Sara’s hands clenched tightly in her lap. I wanted to reach over and offer the comfort of my touch, but I stayed where I was. She needed to do this her own way.

“You’re right. I don’t. I don’t know how you can love someone and hurt them so completely. I don’t know how you can stand back while they are murdered and let the one responsible walk free so he can destroy other families. I have no idea what a person who does something like that is feeling. So why don’t you enlighten me?”

For a moment, Madeline looked like she was at a loss for words. “I know you are angry because I left you –”

Sara’s angry laugh cut her off. “I don’t even remember you. My dad gave me all the love I needed until they took him from me. You have the information I need to find them, and that is the only reason I’m here now.”

No one spoke for a long moment.

“I loved him,” Madeline said softly.

“What?”

“Your father. I met him in college. I knew he was human and it could never work between us, but he was… He had a way of making you feel like you were the only person in his world.”

She cleared her throat delicately. “I should not have married him, but I was in love, and I couldn’t think of leaving him. I knew it wouldn’t be long before he realized I was different, so a month before our wedding, I told him what I was.”

“He knew what you were?” Sara asked in surprise.

Madeline had to have loved Sara’s father deeply to expose herself to him like that. The Madeline I’d known had always been too shallow for those kinds of feelings. But then, love had a way of changing a person. I knew that firsthand.

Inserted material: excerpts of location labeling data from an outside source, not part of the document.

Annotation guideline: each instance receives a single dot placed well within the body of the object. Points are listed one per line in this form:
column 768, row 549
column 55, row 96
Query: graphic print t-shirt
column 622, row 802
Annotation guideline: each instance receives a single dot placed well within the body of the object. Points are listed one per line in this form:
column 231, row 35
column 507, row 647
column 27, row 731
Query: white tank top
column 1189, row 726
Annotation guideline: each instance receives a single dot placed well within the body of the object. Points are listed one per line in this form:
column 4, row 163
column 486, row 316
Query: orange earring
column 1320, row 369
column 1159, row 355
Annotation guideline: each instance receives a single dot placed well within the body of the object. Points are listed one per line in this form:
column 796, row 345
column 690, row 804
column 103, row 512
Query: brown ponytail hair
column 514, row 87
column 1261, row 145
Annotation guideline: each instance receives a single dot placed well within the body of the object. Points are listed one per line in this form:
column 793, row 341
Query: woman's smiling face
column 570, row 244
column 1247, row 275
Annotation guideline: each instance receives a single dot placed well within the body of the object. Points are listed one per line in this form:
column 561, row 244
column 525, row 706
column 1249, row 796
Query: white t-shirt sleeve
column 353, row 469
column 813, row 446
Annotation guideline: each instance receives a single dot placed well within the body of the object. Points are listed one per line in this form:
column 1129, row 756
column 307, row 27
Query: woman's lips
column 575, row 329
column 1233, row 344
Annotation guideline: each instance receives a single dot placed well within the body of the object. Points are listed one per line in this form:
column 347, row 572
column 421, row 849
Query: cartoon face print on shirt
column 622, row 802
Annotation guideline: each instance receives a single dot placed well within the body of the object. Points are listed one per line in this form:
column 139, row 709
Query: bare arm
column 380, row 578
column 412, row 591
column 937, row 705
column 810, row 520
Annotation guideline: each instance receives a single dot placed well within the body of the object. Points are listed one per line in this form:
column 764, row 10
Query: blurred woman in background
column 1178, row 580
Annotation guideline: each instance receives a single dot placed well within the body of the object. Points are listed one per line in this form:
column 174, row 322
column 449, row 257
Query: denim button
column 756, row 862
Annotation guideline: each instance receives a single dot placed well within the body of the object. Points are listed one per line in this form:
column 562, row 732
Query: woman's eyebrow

“I told him I was Mohiri, but not about my Mori because I didn’t think he could cope with that,” Madeline said. “It was a struggle for him to learn about the real world, but he said what I was didn’t matter to him. Even when I said I would not age, he wanted me to stay. So we got married. Those two years were the happiest of my life.”

She looked almost regretful for what she was about to say next.

“I was content with just the two of us, but Daniel wanted a child. He talked about how wonderful it would be, and I loved him so much that I let myself believe it was what I wanted, too. The day you were born, he was the happiest I’d ever seen him. I thought that would be enough for me to be happy too, but I was wrong. I loved my daughter – you, but being a mother wasn’t something I had ever wanted. I did it for two years, and then I couldn’t handle it anymore.”

I could stay quiet no longer. “You left your child with a human who had no idea what would happen to her when her Mori emerged.”

Madeline flinched at my harsh tone. “I could sense no Mori in her. I thought she was human like her father.”

She looked at Sara, her eyes sad. “I came back sometimes to see how the two of you were doing, but neither of you knew it. If I’d seen a sign that you were different, I would have gone to your father. You looked happy together.”